15 March 2026, 00:01

Nahost-Krise legt globalen Tourismus lahm – ITB Berlin kämpft ums Überleben

Ein Vintage-Plakat, das Fahrräder und Automobile in Cottereau und Dijon, Frankreich, bewirbt, mit Menschen, die Fahrräder fahren und eine Kutsche mit dem Text "Fahrräder und Automobile" oben.

Nahost-Krise legt globalen Tourismus lahm – ITB Berlin kämpft ums Überleben

Reisebranche in der Krise: Nahost-Luftraumsperren legen globalen Tourismus lahm

Die Reiseindustrie steht vor massiven Einschränkungen, da sich die Schließungen des Luftraums im Nahen Osten zuspitzen. Über 700 Flüge wurden gestrichen, Tausende Reisende sitzen fest, und Deutschland organisiert Evakuierungen aus dem Persischen Golf. Unterdessen kämpft die ITB Berlin – in diesem Jahr zum 60. Jubiläum – mit abspringenden Ausstellern, leeren Ständen und logistischem Chaos.

Die Messe, normalerweise ein globaler Drehund Angelpunkt des Tourismus, spiegelt nun die allgemeine Instabilität der Branche wider – selbst wenn einige Reiseziele mit neuen Attraktionen um Besucher werben, um die Ausfälle anderswo auszugleichen.

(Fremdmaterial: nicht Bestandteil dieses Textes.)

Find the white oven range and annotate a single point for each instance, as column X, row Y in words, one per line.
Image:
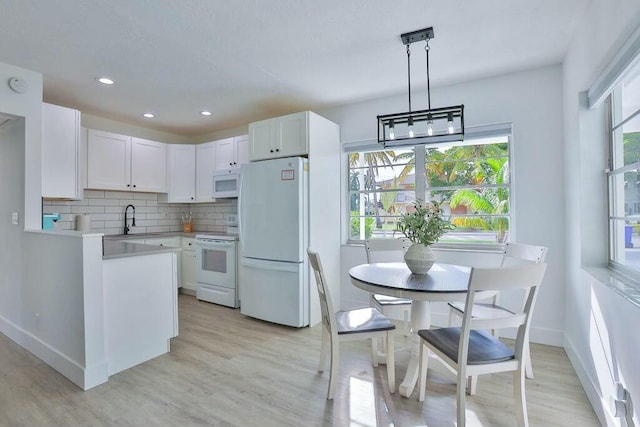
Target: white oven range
column 217, row 269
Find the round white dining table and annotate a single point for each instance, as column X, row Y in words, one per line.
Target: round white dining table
column 443, row 282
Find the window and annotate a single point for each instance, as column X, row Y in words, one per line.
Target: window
column 624, row 174
column 471, row 178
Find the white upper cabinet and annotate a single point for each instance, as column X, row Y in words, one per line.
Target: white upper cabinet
column 108, row 161
column 61, row 164
column 120, row 162
column 205, row 165
column 148, row 166
column 232, row 152
column 284, row 136
column 225, row 154
column 181, row 174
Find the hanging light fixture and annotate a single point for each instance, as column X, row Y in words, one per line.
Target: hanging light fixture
column 429, row 126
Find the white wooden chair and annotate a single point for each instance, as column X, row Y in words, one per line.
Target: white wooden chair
column 471, row 351
column 513, row 254
column 389, row 250
column 359, row 324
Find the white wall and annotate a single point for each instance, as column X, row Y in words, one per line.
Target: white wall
column 599, row 325
column 532, row 101
column 94, row 122
column 41, row 285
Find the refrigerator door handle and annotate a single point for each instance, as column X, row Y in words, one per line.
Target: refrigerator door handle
column 240, row 216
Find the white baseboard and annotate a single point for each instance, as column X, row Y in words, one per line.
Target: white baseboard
column 85, row 378
column 600, row 406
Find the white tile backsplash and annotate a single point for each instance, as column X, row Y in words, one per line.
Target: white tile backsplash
column 107, row 212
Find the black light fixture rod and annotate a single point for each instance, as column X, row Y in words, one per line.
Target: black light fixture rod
column 409, row 74
column 426, row 48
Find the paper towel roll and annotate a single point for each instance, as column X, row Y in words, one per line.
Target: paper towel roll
column 83, row 222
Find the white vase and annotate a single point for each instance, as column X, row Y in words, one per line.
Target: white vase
column 419, row 258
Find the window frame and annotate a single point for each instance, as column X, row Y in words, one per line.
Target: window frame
column 614, row 123
column 501, row 130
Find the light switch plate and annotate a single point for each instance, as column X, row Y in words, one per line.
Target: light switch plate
column 231, row 220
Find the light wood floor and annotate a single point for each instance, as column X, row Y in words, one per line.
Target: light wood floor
column 226, row 369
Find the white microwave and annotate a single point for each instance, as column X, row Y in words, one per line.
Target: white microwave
column 226, row 183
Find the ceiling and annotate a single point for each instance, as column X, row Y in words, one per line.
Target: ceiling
column 246, row 60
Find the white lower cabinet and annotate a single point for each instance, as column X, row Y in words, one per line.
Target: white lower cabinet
column 186, row 261
column 61, row 166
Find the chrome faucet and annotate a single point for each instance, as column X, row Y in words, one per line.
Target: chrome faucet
column 133, row 218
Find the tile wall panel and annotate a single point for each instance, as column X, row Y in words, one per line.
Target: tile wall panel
column 106, row 209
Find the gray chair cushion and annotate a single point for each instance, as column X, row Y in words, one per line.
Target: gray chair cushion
column 483, row 347
column 387, row 300
column 362, row 320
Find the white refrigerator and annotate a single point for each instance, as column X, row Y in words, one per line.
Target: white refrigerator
column 274, row 232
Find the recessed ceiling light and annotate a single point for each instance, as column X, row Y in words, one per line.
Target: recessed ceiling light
column 105, row 80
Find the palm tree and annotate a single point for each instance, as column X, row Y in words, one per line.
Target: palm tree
column 373, row 161
column 493, row 201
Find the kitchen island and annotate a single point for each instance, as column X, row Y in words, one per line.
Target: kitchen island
column 140, row 302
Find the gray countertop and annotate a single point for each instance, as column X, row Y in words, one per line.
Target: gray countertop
column 164, row 234
column 119, row 249
column 116, row 245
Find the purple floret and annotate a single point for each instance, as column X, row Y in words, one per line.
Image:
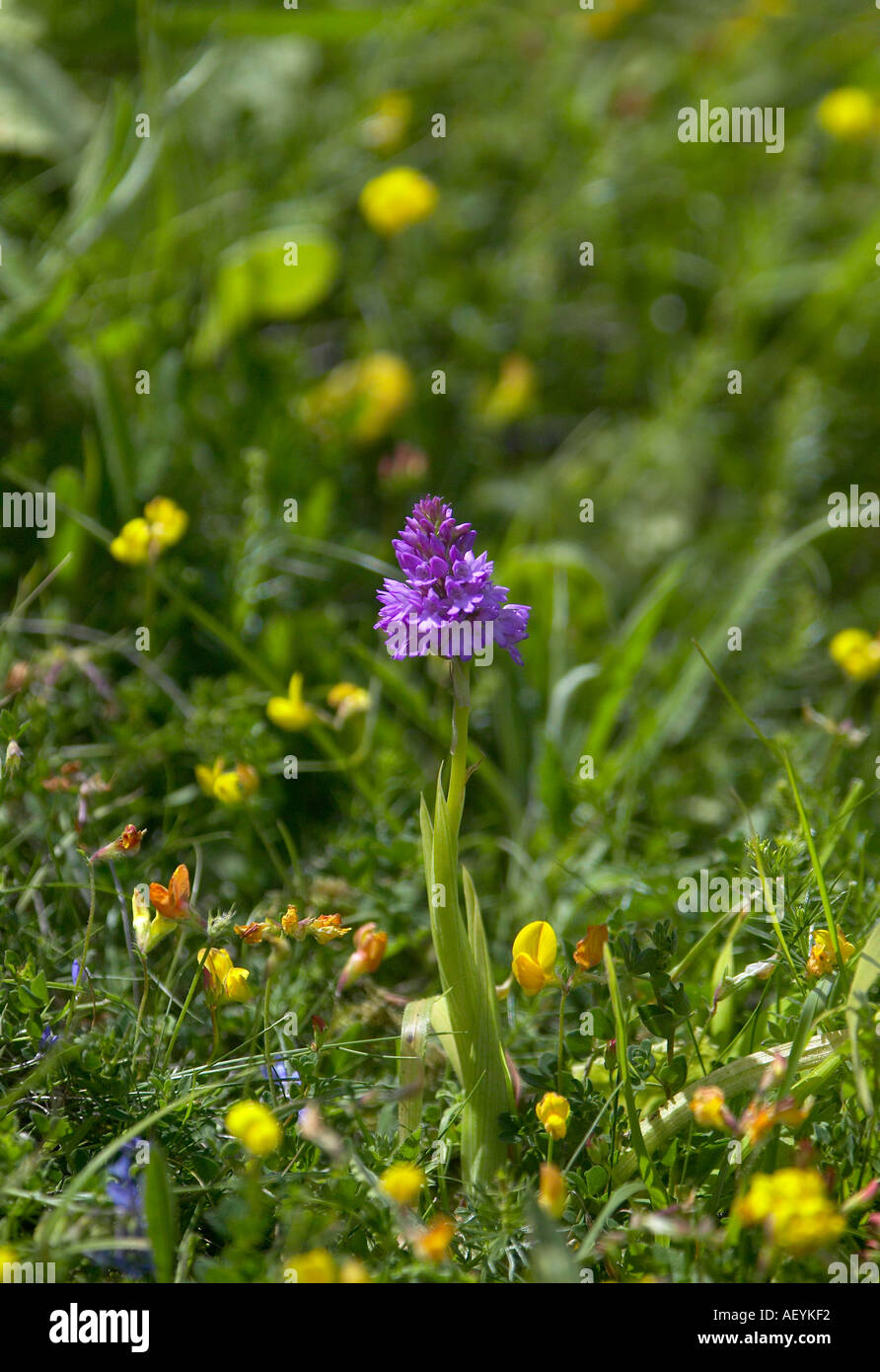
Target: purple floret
column 446, row 589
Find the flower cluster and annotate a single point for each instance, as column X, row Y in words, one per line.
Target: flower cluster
column 857, row 653
column 359, row 400
column 395, row 199
column 145, row 538
column 794, row 1207
column 848, row 114
column 823, row 956
column 446, row 589
column 535, row 955
column 710, row 1110
column 256, row 1126
column 229, row 787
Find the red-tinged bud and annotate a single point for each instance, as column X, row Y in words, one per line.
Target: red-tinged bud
column 126, row 845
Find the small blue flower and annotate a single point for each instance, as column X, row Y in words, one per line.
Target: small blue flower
column 282, row 1075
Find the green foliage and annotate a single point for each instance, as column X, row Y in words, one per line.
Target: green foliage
column 616, row 764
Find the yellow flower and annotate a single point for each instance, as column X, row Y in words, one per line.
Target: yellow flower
column 857, row 653
column 168, row 521
column 313, row 1268
column 148, row 929
column 759, row 1118
column 823, row 956
column 233, row 787
column 552, row 1111
column 254, row 932
column 513, row 393
column 172, row 900
column 794, row 1209
column 132, row 544
column 327, row 928
column 207, row 776
column 433, row 1245
column 534, row 956
column 403, row 1182
column 291, row 711
column 397, row 199
column 256, row 1126
column 552, row 1189
column 709, row 1107
column 221, row 980
column 347, row 699
column 141, row 539
column 387, row 123
column 588, row 950
column 370, row 945
column 848, row 113
column 361, row 398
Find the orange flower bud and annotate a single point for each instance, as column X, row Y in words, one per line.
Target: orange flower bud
column 588, row 951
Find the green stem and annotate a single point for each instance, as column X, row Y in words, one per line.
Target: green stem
column 458, row 771
column 560, row 1041
column 81, row 978
column 185, row 1007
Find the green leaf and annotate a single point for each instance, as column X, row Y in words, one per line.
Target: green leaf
column 161, row 1213
column 257, row 281
column 411, row 1063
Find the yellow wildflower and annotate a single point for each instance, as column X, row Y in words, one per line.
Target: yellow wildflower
column 132, row 544
column 291, row 711
column 361, row 398
column 347, row 699
column 233, row 787
column 168, row 521
column 144, row 538
column 433, row 1245
column 794, row 1209
column 148, row 929
column 370, row 945
column 552, row 1189
column 395, row 199
column 254, row 932
column 848, row 113
column 173, row 900
column 403, row 1181
column 857, row 653
column 534, row 956
column 207, row 776
column 709, row 1108
column 588, row 950
column 222, row 982
column 552, row 1110
column 256, row 1126
column 823, row 956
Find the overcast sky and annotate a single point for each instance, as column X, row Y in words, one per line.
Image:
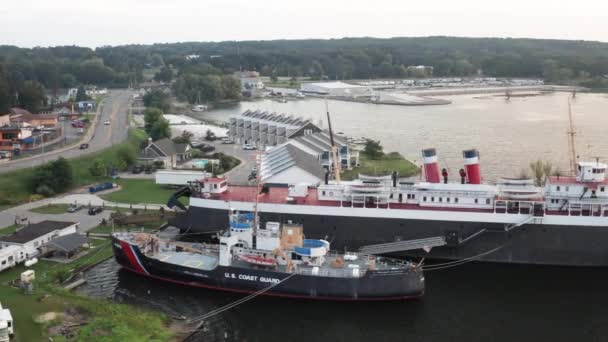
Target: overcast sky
column 93, row 23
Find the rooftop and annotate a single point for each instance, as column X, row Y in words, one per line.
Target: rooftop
column 36, row 230
column 69, row 243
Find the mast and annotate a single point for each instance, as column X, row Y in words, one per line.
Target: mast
column 571, row 141
column 334, row 149
column 258, row 181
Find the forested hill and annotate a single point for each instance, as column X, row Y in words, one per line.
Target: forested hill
column 580, row 62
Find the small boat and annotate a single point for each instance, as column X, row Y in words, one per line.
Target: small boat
column 275, row 260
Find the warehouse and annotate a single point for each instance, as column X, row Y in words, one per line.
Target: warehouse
column 336, row 89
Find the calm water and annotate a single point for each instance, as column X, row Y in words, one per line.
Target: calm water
column 474, row 302
column 508, row 133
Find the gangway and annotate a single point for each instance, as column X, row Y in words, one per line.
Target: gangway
column 407, row 245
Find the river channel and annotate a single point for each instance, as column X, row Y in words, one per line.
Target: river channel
column 473, row 302
column 508, row 133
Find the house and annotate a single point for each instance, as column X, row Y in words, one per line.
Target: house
column 5, row 119
column 67, row 245
column 10, row 256
column 15, row 137
column 34, row 237
column 22, row 116
column 165, row 151
column 86, row 106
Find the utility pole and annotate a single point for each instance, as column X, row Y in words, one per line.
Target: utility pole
column 334, row 149
column 571, row 140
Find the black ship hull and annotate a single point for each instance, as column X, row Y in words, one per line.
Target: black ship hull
column 374, row 285
column 542, row 244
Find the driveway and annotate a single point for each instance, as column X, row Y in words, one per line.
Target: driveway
column 115, row 109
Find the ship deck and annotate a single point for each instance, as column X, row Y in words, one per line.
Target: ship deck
column 206, row 256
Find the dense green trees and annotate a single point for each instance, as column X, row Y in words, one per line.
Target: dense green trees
column 164, row 75
column 31, row 96
column 155, row 125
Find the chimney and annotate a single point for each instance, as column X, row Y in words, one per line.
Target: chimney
column 431, row 169
column 471, row 162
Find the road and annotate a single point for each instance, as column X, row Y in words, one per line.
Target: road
column 115, row 109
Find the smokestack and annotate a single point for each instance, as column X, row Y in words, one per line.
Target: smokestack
column 444, row 174
column 431, row 169
column 471, row 162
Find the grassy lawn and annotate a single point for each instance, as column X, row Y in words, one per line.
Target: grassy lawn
column 385, row 165
column 51, row 209
column 14, row 188
column 107, row 321
column 136, row 191
column 9, row 230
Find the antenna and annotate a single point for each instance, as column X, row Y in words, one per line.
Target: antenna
column 333, row 146
column 571, row 141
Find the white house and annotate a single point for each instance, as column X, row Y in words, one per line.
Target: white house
column 31, row 238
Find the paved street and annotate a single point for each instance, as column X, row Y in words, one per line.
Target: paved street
column 115, row 108
column 87, row 222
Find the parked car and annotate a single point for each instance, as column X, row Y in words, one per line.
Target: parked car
column 74, row 208
column 95, row 210
column 149, row 169
column 137, row 169
column 207, row 148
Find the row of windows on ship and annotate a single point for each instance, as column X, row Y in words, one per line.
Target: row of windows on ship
column 558, row 188
column 427, row 199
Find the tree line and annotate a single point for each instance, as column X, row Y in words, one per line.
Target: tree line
column 201, row 69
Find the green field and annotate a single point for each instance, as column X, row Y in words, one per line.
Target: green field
column 386, row 165
column 51, row 209
column 136, row 191
column 106, row 321
column 14, row 185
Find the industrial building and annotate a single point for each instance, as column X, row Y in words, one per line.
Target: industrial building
column 287, row 164
column 336, row 89
column 268, row 129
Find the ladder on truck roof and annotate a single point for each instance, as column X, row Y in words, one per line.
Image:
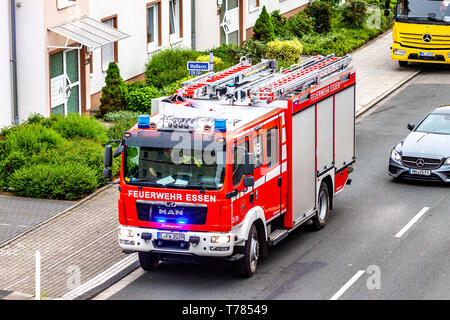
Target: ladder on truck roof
column 260, row 83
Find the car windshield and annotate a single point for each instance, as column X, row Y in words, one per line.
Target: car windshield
column 174, row 168
column 427, row 11
column 435, row 123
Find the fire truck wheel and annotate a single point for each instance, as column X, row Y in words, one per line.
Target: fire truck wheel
column 323, row 211
column 148, row 261
column 247, row 265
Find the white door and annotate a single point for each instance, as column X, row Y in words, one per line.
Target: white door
column 65, row 82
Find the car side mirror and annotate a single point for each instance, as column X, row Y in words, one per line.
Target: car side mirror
column 108, row 156
column 249, row 181
column 248, row 164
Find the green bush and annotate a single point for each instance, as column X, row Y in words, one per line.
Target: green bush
column 140, row 100
column 79, row 126
column 300, row 24
column 33, row 138
column 168, row 66
column 263, row 29
column 66, row 181
column 114, row 93
column 321, row 13
column 121, row 115
column 116, row 131
column 354, row 13
column 288, row 51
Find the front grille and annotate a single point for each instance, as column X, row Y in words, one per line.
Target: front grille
column 171, row 212
column 416, row 177
column 415, row 40
column 428, row 163
column 415, row 56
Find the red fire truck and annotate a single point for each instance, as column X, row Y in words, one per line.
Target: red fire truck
column 236, row 160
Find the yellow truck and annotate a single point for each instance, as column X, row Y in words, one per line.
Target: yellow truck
column 421, row 31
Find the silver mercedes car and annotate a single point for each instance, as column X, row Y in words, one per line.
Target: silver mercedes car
column 425, row 153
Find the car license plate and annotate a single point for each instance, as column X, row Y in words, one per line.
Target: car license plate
column 171, row 236
column 420, row 172
column 426, row 54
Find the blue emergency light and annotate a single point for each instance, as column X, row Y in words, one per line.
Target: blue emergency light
column 220, row 125
column 144, row 122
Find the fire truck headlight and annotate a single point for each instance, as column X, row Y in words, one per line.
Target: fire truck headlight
column 395, row 156
column 399, row 52
column 220, row 239
column 125, row 233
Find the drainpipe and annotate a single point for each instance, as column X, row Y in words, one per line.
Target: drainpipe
column 14, row 61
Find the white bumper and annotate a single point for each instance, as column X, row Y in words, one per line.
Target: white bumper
column 130, row 238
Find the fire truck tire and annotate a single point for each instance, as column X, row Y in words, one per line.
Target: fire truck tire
column 323, row 211
column 246, row 267
column 148, row 261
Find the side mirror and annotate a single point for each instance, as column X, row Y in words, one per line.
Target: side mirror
column 108, row 156
column 249, row 181
column 248, row 164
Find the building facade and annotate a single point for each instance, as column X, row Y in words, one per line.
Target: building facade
column 64, row 47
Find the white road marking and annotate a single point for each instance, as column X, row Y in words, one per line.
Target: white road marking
column 101, row 278
column 349, row 283
column 108, row 293
column 413, row 220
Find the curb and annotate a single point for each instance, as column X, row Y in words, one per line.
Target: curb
column 56, row 216
column 386, row 94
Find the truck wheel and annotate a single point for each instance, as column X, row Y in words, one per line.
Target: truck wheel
column 323, row 210
column 148, row 261
column 247, row 265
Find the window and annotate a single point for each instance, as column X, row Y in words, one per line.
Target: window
column 238, row 161
column 109, row 51
column 272, row 147
column 153, row 25
column 175, row 18
column 253, row 5
column 258, row 150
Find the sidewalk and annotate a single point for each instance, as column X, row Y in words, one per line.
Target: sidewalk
column 83, row 240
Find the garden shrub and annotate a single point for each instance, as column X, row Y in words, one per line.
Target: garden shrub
column 263, row 29
column 65, row 181
column 79, row 126
column 354, row 13
column 114, row 92
column 168, row 66
column 33, row 138
column 288, row 51
column 321, row 13
column 300, row 24
column 121, row 115
column 140, row 100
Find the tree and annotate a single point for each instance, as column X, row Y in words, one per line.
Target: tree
column 114, row 93
column 263, row 29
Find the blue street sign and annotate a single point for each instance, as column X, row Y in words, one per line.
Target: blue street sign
column 198, row 66
column 195, row 73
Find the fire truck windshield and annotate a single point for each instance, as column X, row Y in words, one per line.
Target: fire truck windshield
column 174, row 168
column 424, row 11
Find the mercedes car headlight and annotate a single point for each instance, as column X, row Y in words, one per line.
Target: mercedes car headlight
column 395, row 156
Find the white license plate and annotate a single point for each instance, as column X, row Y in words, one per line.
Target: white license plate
column 171, row 236
column 420, row 172
column 426, row 54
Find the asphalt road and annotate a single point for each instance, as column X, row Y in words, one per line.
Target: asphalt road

Die Krise im Nahen Osten erschüttert die Reisebranche seit Anfang März 2026. Airlines wie Emirates stellten den Betrieb in Dubai bis mindestens zum 2. März ein, während deutsche Behörden die Evakuierung von Staatsbürgern aus dem Persischen Golf organisierten. Die ITB Berlin, die weltweit größte Reisemesse, kam nahezu zum Erliegen: Viele Aussteller konnten wegen der Flugsperren nicht anreisen. Der Stand Israels blieb leer, während Palästina nach einjähriger Abwesenheit überraschend zurückkehrte – die Delegation reiste über Jordanien an.

Weltweite Tourismuskonzerne kämpfen um Anpassungen. Die thailändische Tourismusbehörde aktivierte ein Krisenzentrum, um gestrandete Reisende zu unterstützen, und setzt auf Wachstumsmärkte, um die Verluste im Nahen Osten auszugleichen. Airlines leiten Flüge um, Reiseveranstalter bewerten Risiken neu – doch auf der ITB wurden keine neuen Ziele beworben. Trotz der Turbulenzen setzen einige Regionen auf frische Angebote: Korsika wirbt mit Mikro-Abenteuern auf dem GR20-Weitwanderweg, darunter eine sechswöchige Wanderung zum Lac de Nino. St. Lucia bewirbt seine "Small Six"-Wildtierarten über Naturschutz-Touren, während die schwedische Provinz Skåne eine 260 Kilometer lange Küstenradroute anpreist. Montenegros Öko-Bungalows im Katun Karadžić bieten zudem preiswerte Familientouren mit ökologischem Ansatz.

Die 60. Ausgabe der ITB, mit Angola als Ehrengast, sollte eigentlich das Branchenwachstum feiern. Die Welttourismusorganisation der UN hatte für 2025 rund 1,52 Milliarden internationale Reisende prognostiziert – ein Anstieg von vier Prozent gegenüber 2024. Doch die Luftraumsperren und fehlenden Aussteller überschatten die Pläne. Veranstalter und Teilnehmer müssen sich in einem unsicheren Umfeld behaupten.

Auf der anderen Seite des Atlantiks setzen amerikanische Reiseziele auf einzigartige Erlebnisse, um einem Wandel in den Reiseprioritäten entgegenzuwirken. Immer mehr Touristen entscheiden sich für Kanada statt für die USA, was lokale Anbieter zum Umdenken zwingt. Dennoch wurden auf der ITB oder von ihren Partnern angesichts der anhaltenden Störungen keine größeren Neuerungen bei Routen oder Werbeaktionen vorgestellt.

Die Sperrung des Luftraums im Nahen Osten hat zu Stornierungen, Umleitungen und Evakuierungen geführt – mit verheerenden Folgen für den Betrieb der ITB Berlin. Aussteller wie Israel fehlten ganz, andere, darunter Palästina, fanden alternative Wege zur Teilnahme. Während sich der globale Tourismus ohnehin bereits an veränderte Nachfragen anpasst, verschärft die Krise den Druck auf eine Branche, die sich noch in der Erholungsphase befindet.

Von Korsika bis St. Lucia werben Destinationen weiterhin mit Nischenangeboten, doch der Fokus liegt kurzfristig auf der Bewältigung der logistischen Folgen und der Betreuung gestrandeter Reisender. Die langfristigen Auswirkungen auf die Tourismusströme und Veranstaltungen wie die ITB sind noch nicht absehbar.